Neben diesen eher praktischen Problemen stellt sich bei
der Benachrichtigung eines großen Personenkreises die
Frage, inwieweit durch die Benachrichtigung selbst unverhältnismäßig in die schutzwürdigen Belange Dritter
oder auch des ursprünglich Beschuldigten selbst eingegriffen wird. Hinsichtlich verfahrensunbeteiligter Dritter
kann das insbesondere dann der Fall sein, wenn ihre Identität und Anschrift erst zum Zwecke der Benachrichtigung
mit eventuell großem Aufwand ermittelt wird, weil dadurch ein erneuter Eingriff in ihre Persönlichkeitsrechte
erfolgt. Im Hinblick auf den ursprünglich Beschuldigten
ist zu bedenken, dass durch die Benachrichtigung seiner
Gesprächspartner und anderer Anschlussbenutzer notwendigerweise offenbart wird, dass gegen ihn ein Ermittlungsverfahren wegen des Verdachts eines Delikts, das
eine Telefonüberwachungsmaßnahme rechtfertigt, stattgefunden hat, und dies, obwohl möglicherweise Jahre
vergangen sind. Eine derartige Benachrichtigung könnte
insbesondere dann unverhältnismäßig sein, wenn sich der
Verdacht nicht erhärtet hat und das Verfahren eingestellt
worden ist oder wenn ein geschäftlich genutzter Anschluss (z. B. Unternehmen, Rechtsanwaltskanzlei) überwacht wurde und auf diese Weise Kunden und Geschäftspartner über das Ermittlungsverfahren informiert werden.

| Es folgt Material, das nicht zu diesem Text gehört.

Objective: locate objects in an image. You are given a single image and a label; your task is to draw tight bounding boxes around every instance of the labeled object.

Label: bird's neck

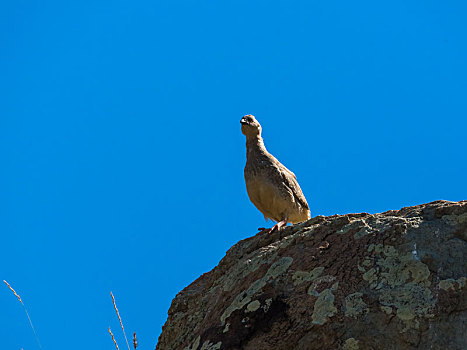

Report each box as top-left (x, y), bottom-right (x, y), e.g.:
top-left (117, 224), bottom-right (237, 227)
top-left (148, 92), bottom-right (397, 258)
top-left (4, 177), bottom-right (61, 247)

top-left (246, 136), bottom-right (267, 159)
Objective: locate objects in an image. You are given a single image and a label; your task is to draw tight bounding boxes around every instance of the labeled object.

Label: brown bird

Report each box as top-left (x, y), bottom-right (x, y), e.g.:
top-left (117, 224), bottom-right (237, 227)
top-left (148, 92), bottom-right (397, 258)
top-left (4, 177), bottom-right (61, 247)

top-left (241, 114), bottom-right (311, 232)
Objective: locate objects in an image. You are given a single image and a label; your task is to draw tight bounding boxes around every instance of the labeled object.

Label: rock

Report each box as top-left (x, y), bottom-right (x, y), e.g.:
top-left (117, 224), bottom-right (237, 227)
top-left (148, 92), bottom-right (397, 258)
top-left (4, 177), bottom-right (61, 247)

top-left (156, 201), bottom-right (467, 350)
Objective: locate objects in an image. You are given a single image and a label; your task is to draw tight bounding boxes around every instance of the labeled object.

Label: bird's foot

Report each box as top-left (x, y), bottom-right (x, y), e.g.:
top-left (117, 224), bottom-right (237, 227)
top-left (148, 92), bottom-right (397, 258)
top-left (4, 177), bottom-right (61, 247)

top-left (258, 220), bottom-right (287, 234)
top-left (271, 220), bottom-right (287, 232)
top-left (258, 227), bottom-right (273, 234)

Eine Abwägung zwischen den möglicherweise entgegenstehenden schutzwürdigen Belangen aller betroffenen
Personen sieht das Gesetz aber nicht vor.
Die Diskussion, aber auch die Kontrolle der vorgelegten
Akten ergab, dass die Frage, wer wann zu benachrichtigen
ist, einheitlich für die gesamte Behörde zu regeln ist. Im
Nachgang zu meinem Besuch hat der GBA erfreulicherweise Richtlinien erlassen, die sowohl dem gesetzlichen
Gebot der Benachrichtigung als auch den schutzwürdigen
Belangen des Beschuldigten Genüge tun.
Von den Maßnahmen der Telefonüberwachung sind demnach in jedem Fall der Beschuldigte und, falls keine Identität besteht, der Anschlussinhaber zu benachrichtigen.
Ferner werden die bekannten Nutzer eines privaten Telefonanschlusses benachrichtigt. Dabei kann es sich z. B.
um im Haushalt des Anschlussinhabers lebende Familienangehörige oder um Mitbewohner einer Wohngemeinschaft handeln. Die Benachrichtigungen sind an die
Adresse der Wohnanschrift zu senden. Falls diese Person
dort nicht mehr wohnt und die neue Adresse nicht bekannt
ist, werden in der Regel keine Ermittlungen zur Feststellung des Aufenthaltsortes eingeleitet.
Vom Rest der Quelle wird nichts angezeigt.